Palo Alto, CA, U.S.A. --- (METERING.COM) --- March 12, 2013 - Choices for car buyers appear to be a key factor in the decision to buy electric vehicles, according to results from a survey of South Texas consumers conducted by the Electric Power Research Institute (EPRI).
Of those surveyed, 81 percent expressed willingness to pay more for an electric vehicle (46 percent) or pay the same (35 percent) as a conventional vehicle, if it were available in the make and model of their choice.
Further, of those consumers giving serious consideration to buying an electric vehicle, 8 percent would choose a plug-in while 21 percent would choose a hybrid electric, pointing to growing consumer confidence in alternatives to conventional gasoline-powered vehicles.
The survey involved more than 2,000 residents under CenterPoint Energy in Houston and CPS Energy in San Antonio.

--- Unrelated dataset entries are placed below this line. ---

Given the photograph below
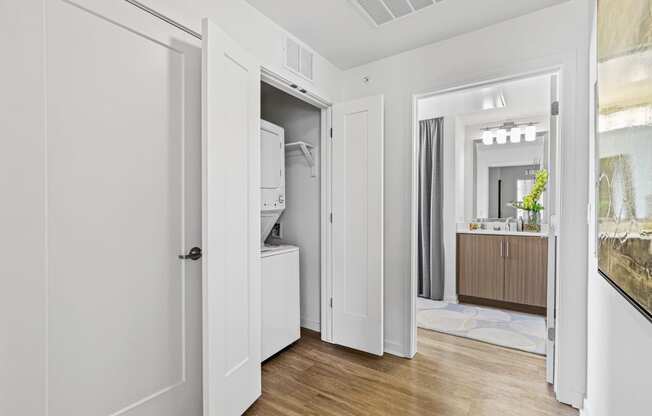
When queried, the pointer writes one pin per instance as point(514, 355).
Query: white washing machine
point(280, 298)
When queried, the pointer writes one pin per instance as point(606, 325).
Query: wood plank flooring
point(449, 376)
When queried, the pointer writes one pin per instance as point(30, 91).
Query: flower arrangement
point(531, 201)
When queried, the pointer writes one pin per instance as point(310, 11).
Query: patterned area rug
point(509, 329)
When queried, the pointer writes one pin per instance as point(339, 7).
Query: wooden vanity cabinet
point(481, 268)
point(526, 270)
point(503, 271)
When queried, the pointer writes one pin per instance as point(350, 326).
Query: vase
point(532, 221)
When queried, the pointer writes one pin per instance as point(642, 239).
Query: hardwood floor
point(449, 376)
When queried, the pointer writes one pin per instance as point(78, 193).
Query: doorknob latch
point(193, 254)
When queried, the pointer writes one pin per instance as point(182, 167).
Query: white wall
point(256, 33)
point(557, 36)
point(23, 248)
point(300, 222)
point(619, 337)
point(23, 289)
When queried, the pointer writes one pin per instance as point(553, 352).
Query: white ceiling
point(341, 33)
point(526, 99)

According to EPRI, the survey results point to consumer education as a primary factor in addressing uncertainties and misconceptions about electric vehicle performance and reliability. More new car buyers indicated an electric vehicle preference once they were familiar with electric vehicle operation and performance.
Some consumers who initially indicated they intended to buy a used car, opted to purchase a new PEV after becoming more knowledgeable about the advantages of an electric vehicle. A majority of those respondents said they would choose a plug-in or hybrid electric vehicle, an indicator they may not be willing to wait to own a plug-in or hybrid electric.
Assuming that electric vehicles could capture a similar percentage of market share, approximately 1.5 percent more new car purchasers would choose a plug-in or a hybrid electric vehicle.
“While electric vehicle sales have not yet met some manufacturers’ sales forecasts, there are persuasive indicators from consumers that those expectations may ultimately be met or exceeded,” said Mark Duvall, director of Electric Transportation research for EPRI.
The survey also highlighted that consumers strongly indicated that they will rely on their utility for the information and charging infrastructure needed for both the vehicle purchase and operation. They believe that utilities should provide fast charging availability and charging flexibility, however, their willingness to pay lags behind what these facilities are likely to cost. More than half also said they prefer an un¬restricted, fixed price charging plan over plans that offer discounts for elective (but more expensive) or restricted night-time charging.